Acte II
Premier tableau
Décor du tableau précédent, mais la vallée est dévastée par des catastrophes naturelles.
Scène première
THÉOPHILE – PRISCILLE
PRISCILLE
Plus rien à manger !
THÉOPHILE
Rien !
PRISCILLE
Mes entrailles font mal.
THÉOPHILE
La flore a disparu.
PRISCILLE
Plus le moindre animal !
THÉOPHILE
Qu’allons-nous devenir ?
PRISCILLE
Le Ciel nous abandonne.
Ai-je perdu la foi ? Que Jésus me pardonne !
THÉOPHILE
En un jour la mort passe et tout est dévasté,
Nos pommiers arrachés, brisés, décapités.
PRISCILLE
Les pluies dans leur fureur ont enflé la rivière,
Roulant sur les vergers des cascades de pierre,
Et dans notre caverne – un désastre accompli –
S’engouffrent sable et boue, emportant notre lit.
THÉOPHILE
Enfin, pour ajouter au désastre terrible,
Le criquet pèlerin, cet insecte invincible
Des plateaux africains s’étant rassasié,
Laissant derrière lui le Kenya dépouillé,
Le voilà reparti piller la Tunisie,
Le Maroc, l’Algérie, gloutonne frénésie,
Le prédateur a faim, qui pourrait l’arrêter ?

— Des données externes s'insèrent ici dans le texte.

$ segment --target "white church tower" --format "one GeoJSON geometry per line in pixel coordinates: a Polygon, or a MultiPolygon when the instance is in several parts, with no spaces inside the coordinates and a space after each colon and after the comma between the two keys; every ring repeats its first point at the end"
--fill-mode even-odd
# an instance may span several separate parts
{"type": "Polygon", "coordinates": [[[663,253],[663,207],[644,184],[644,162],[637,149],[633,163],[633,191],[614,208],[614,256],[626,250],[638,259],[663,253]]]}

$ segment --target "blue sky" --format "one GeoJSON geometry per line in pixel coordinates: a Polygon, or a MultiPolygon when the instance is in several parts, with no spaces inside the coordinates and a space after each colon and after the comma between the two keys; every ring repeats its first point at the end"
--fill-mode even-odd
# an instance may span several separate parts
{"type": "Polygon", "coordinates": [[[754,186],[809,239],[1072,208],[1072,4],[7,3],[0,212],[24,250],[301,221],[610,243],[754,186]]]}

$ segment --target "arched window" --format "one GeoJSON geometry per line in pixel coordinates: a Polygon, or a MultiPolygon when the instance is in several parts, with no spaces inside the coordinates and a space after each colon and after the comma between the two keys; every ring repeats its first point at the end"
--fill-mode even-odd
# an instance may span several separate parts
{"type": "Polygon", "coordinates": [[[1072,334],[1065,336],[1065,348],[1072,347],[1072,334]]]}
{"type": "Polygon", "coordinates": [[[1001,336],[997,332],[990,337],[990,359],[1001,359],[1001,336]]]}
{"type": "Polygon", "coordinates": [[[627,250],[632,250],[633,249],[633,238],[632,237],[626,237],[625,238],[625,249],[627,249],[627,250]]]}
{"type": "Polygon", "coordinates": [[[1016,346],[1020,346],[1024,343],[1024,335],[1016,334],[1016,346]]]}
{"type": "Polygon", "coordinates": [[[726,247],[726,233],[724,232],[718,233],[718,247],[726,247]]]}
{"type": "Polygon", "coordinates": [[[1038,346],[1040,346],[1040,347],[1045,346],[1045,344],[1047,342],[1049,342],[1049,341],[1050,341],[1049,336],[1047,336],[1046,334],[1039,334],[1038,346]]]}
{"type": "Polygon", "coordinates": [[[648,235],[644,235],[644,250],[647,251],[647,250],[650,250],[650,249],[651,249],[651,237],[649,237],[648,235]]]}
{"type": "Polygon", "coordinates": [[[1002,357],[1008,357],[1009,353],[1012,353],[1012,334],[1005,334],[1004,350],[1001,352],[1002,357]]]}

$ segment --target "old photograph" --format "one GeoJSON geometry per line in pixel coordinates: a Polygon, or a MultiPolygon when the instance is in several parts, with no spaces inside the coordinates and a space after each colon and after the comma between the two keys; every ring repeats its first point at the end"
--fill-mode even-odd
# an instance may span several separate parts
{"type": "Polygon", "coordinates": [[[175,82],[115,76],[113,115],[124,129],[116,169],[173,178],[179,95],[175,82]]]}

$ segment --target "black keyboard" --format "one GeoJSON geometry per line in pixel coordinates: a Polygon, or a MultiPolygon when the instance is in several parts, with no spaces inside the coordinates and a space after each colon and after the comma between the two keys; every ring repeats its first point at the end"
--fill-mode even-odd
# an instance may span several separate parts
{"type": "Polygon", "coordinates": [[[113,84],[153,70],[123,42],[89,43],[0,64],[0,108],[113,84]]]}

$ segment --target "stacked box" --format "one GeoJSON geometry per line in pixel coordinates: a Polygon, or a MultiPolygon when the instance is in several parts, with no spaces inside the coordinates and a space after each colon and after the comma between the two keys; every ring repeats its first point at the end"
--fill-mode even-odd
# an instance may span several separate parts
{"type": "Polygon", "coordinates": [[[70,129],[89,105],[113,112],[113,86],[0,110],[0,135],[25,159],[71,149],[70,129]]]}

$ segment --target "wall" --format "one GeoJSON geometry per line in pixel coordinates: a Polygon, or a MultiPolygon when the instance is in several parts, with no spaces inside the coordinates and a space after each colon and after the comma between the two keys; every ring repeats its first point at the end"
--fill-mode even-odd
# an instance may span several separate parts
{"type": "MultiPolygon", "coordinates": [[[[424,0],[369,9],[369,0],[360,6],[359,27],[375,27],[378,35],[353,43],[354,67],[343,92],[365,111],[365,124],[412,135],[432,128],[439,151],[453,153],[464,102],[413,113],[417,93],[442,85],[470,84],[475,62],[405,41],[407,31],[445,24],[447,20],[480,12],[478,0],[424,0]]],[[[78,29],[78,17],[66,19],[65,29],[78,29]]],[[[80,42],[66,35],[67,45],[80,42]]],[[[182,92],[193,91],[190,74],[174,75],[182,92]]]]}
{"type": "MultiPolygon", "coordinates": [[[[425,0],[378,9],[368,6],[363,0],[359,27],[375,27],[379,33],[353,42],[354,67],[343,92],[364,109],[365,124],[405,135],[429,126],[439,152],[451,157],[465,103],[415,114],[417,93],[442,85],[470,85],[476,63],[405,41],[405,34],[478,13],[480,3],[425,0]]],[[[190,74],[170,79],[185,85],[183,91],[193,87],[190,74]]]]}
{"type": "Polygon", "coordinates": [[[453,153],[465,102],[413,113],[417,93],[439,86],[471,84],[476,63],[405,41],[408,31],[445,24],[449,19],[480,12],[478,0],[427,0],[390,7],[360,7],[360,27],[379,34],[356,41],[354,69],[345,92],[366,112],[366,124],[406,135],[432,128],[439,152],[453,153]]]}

L’Europe désormais ne pourra l’éviter.
Soulevée par les vents, horde désordonnée,
Survolant à grand bruit la Méditerranée,
L’Espagne et l’Italie, puis la Grèce à leur tour
Sont privées de verdure en à peine vingt jours,
Les criquets sont venus, pillant sur leur passage
Le peu qu’il nous restait de vivres, de fourrage.
Jusqu’en Scandinavie, brigands sans foi ni loi
Sèment le désespoir, la famine, l’effroi.
PRISCILLE
D’autres fléaux viendront pour accabler le monde,
C’est un temps de ténèbres et d’angoisse profonde,
Allons, soyons fidèles, exerçons notre foi,
En personne, bientôt combattra notre roi,
Nous verrons son épée dont la lame tranchante
Jaillira de sa bouche. Nous verrons l’épouvante
Aux yeux de nos bourreaux – Nous croyons, c’est écrit – .
Il viendra, triomphant, pourfendre l’Antéchrist.
THÉOPHILE
Bientôt viendra la fin des années de souffrance,
Pour la belle patrie nous quitterons la France.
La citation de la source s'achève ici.